Von Mises pointe élégamment du doigt, dans Socialism, la promesse sexuelle sous-jacente aux programmes socialistes, depuis Fourier et le phalanstère (“That the crazy absurdities of his books should have circulated so widely and won the highest commendation is due entirely to the fact that they describe with morbid fantasy the erotic pleasures awaiting humanity in the paradise of the ‘phalanstere'”).

Von Mises n’hésite pas replacer la domination de l’homme sur la femme dans la généalogie directe des systèmes autoritaires depuis l’Antiquité, Rome, etc., et souligne l’opposition avec l’individualisme marital dans lequel femme et homme doivent être égaux : une relation “donnant-donnant” dans laquelle la femme est tout sauf un être non doué de volonté – elle doit être “la reine” à l’égal du roi.

Il est clair dans ses écrits que le socialisme s’étend jusque dans la vie intime et organise le viol des femmes par les préférés du Parti – chose qui se constate historiquement et quotidiennement dans toutes les institutions où les hommes détiennent du pouvoir, de l’UNEF au Parlement européen en passant par Hollywood, lorsque “passer sous le bureau” ou “sur le canapé” devient une allusion sexuelle que les hommes aiment à rappeler en compagnie de femmes qui sont généralement leurs subordonnées, assistantes parlementaires, stagiaires, etc.

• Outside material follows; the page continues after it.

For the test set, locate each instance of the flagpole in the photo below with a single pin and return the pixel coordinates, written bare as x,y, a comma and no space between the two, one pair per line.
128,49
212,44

Il est évident que l’histoire des institutions politiques est essentiellement une histoire de la domination masculine, permettant à des hommes puissants de violer en cachette tout en échappant aux poursuites, et que les partis concurrents fonctionnent de façon homologue (on l’a découvert encore récemment chez les Verts non sans surprise, ce qui montre bien à quel point c’est universel, du monde des Césars à celui des Oscars).

Plus l’État intervient dans l’économie, plus les politiciens ont de pouvoir, plus ils peuvent violer en toute impunité.